I had no idea how he was interpreting any of this — he was a sorcerer, he’d spent sixty-odd years in a world where spirit crystals were used for light, heat, and carrying messages, and he surely had his own framework for what he was seeing. Maybe he understood the phone as some kind of external-world spiritual energy container. Maybe he was watching my reactions and looking for a pattern he could map onto something he already knew.
But he didn’t ask more questions. He took two more white spirit crystals from a wooden compartment beside the worktable and arranged all three around the phone, positioning them carefully, the way you’d set up a small ritual.
A low vibration came up through the floor, stronger than before. The sweetness in the air deepened, settling in my throat and making it faintly dry. All three white spirit crystals produced a sound together — not audible exactly, more like a frequency, something that moved from my palms up into my bones. The phone trembled very slightly on the table.
Then the numbers started moving.
10% → 14% → 19% → 25% → 31% → 35%.
The process took much longer than I’d imagined. I don’t know how long I sat there — Peng Xun went through two pots of tea, turned away someone who knocked at the door partway through. The number finally stopped at 35%.
I looked at that 35% for about half a minute without speaking.
Peng Xun watched from across the table, saying nothing. Whether he was waiting to see my reaction or giving me time to absorb what had just happened, I couldn’t tell. But the silence carried a kind of settled weight — like both of us needed a moment for it to land.
I exhaled slowly and picked up the phone.
“Jing-Jing,” I said. “What’s the battery at?”
“Current battery: 35%. Performance restored to normal.” A brief pause. “Do you have anything you’d like to query?”
I thought about it: how many questions had been sitting in backlog. I wanted to know what white spirit crystals were, how the whole spirit energy system worked, whether there was anything like a map of this world, what the “Oracle” meant as a legend in this society, what Peng Xun’s status was and what was behind the way he’d been looking at me.
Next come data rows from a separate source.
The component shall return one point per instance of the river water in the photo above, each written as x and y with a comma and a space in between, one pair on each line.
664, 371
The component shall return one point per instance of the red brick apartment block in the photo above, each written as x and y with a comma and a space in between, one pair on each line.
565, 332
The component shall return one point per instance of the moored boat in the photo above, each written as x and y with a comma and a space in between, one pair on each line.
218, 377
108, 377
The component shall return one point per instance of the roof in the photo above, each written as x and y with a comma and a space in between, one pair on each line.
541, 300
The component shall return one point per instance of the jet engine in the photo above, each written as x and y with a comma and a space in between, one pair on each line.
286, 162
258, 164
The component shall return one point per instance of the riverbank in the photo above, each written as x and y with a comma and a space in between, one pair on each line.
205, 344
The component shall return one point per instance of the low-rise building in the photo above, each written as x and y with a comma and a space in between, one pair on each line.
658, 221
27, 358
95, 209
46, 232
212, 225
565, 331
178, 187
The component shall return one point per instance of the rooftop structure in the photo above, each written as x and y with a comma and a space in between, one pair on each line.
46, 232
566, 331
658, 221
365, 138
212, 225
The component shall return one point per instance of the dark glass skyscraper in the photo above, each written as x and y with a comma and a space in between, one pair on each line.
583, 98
Forty Tier C questions flooded out of storage all at once, shoving each other to get in line.
I was probably at about eight out of ten on the excitement scale. I raised the phone and started asking.
When Jing-Jing’s first answer came back, there was a strange pause in the middle of it.
“Based on current environmental analysis… er… based on… the stars indicate— I apologize. What was I just saying?”
I stopped. ”…What stars?”
“My response log shows ‘Based on current environmental analysis.’ This appears to be an output anomaly caused by a data conflict. Re-querying is recommended.”
I stared at the screen and frowned.
Peng Xun was watching from across the table, that warm smile unchanged — though with something unnameable added to it now. Curiosity, maybe, or something else. He said something. Jing-Jing translated: “Has the Oracle’s sacred instrument spoken?”
“It’s confirming something,” I said, letting Jing-Jing translate. “Everything is fine.”
Peng Xun gave a small nod. That nod had a very polite quality of I don’t think that’s true, but I won’t say so, and it left me briefly without words. I wasn’t entirely sure, in that conversation, who exactly was being assessed.
That night I slept better than any night since I’d arrived.
Phone at 35%, Jing-Jing (almost) fully operational, plenty of questions to ask tomorrow. I lay on the wooden bed and mentally re-sorted my backlogged questions from Tier A to Tier B, feeling like someone who’d just reinstalled an app that had been unavailable for months and found out everything still worked.
I barely gave the strange pause a second thought.
AIs glitch sometimes. That’s normal, right?
Based on current environmental analysis. The phrase drifted through my mind once, then sank, and I didn’t fish it back up.
Before I fell asleep, that 35% gave me more peace of mind than any night in the past two weeks. I didn’t think about the strange pause again. There were a lot of things to ask tomorrow.